Department of Intervention, Central Hospital of Linyi, No. 17, Health Road, Yishui County, 276400, Linyi City, Shandong Province, China.
Department of Neurology, The Third People's Hospital of Linyi, No. 117, Huaxia Road, Linyi Economic and Technological Development Zone, 276023, Shandong Province, China.
Chem Biol Interact. 2019 Jul 1;307:73-81. doi: 10.1016/j.cbi.2019.04.017. Epub 2019 Apr 18.
Parkinson's disease (PD), the second most prevalent age-related neurodegenerative disease, occurs as a result of the loss of dopaminergic neurons in the substantia nigra. Long non-coding RNA-p21 (lnc-p21) has been demonstrated to be upregulated in PD. However, its role in PD is unknown. Here, the results showed that lnc-p21 was highly expressed in human neuroblastoma SH-SY5Y cells treated with MPP. Knockdown of lnc-p21 attenuated the cytotoxicity and cell apoptosis induced by MPP as shown by enhanced cell viability, decreased LDH release and cell apoptosis rate, accompanying with reduction of caspase-3 activity and Bax expression, and enhancement of Bcl-2 expression. Furthermore, knockdown of lnc-p21 mitigated MPP-induced oxidative stress and neuroinflammation, as evidenced by the decrease in ROS generation, increase in SOD activity and decline in TNF-α, IL-1β and IL-6 levels.

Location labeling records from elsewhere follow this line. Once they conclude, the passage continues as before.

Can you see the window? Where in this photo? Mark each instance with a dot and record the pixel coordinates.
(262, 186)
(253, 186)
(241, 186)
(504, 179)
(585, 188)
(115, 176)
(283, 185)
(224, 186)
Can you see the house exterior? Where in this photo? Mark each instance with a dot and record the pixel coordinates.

Conversely, overexpression of lnc-p21 resulted in the opposite effect. miR-625 was identified as a target of lnc-p21. lnc-p21 overturned the inhibitory effect of miR-625 on MPP-induced neuronal injury in SH-SY5Y cells. Additionally, lnc-p21 positively regulated TRPM2 expression by targeting miR-625, and knockdown of TRPM2 inhibited MPP-induced neuronal injury. Overall, our study identified a new lnc-p21-miR-625-TRPM2 regulatory network that lnc-p21 regulated MPP + -induced neuronal injury by sponging miR-625 and upregulating TRPM2 in SH-SY5Y cells, which provide a better understanding for the pathogenesis of PD.
帕金森病(PD)是第二大常见的与年龄相关的神经退行性疾病,是由于黑质中的多巴胺能神经元丧失引起的。长链非编码 RNA-p21(lnc-p21)已被证明在 PD 中上调。然而,其在 PD 中的作用尚不清楚。在这里,结果表明,lnc-p21 在人神经母细胞瘤 SH-SY5Y 细胞中用 MPP 处理时高度表达。lnc-p21 的敲低减弱了 MPP 诱导的细胞毒性和细胞凋亡,表现为细胞活力增强,LDH 释放和细胞凋亡率降低,伴随着 caspase-3 活性和 Bax 表达降低,以及 Bcl-2 表达增强。此外,lnc-p21 的敲低减轻了 MPP 诱导的氧化应激和神经炎症,表现为 ROS 生成减少,SOD 活性增加,TNF-α、IL-1β 和 IL-6 水平降低。相反,lnc-p21 的过表达则产生相反的效果。miR-625 被鉴定为 lnc-p21 的靶标。lnc-p21 推翻了 miR-625 对 MPP 诱导的 SH-SY5Y 细胞神经元损伤的抑制作用。此外,lnc-p21 通过靶向 miR-625 正向调节 TRPM2 表达,而 TRPM2 的敲低抑制了 MPP 诱导的神经元损伤。总之,我们的研究确定了一个新的 lnc-p21-miR-625-TRPM2 调控网络,lnc-p21 通过海绵吸附 miR-625 和上调 TRPM2 来调节 MPP + 诱导的神经元损伤,这为 PD 的发病机制提供了更好的理解。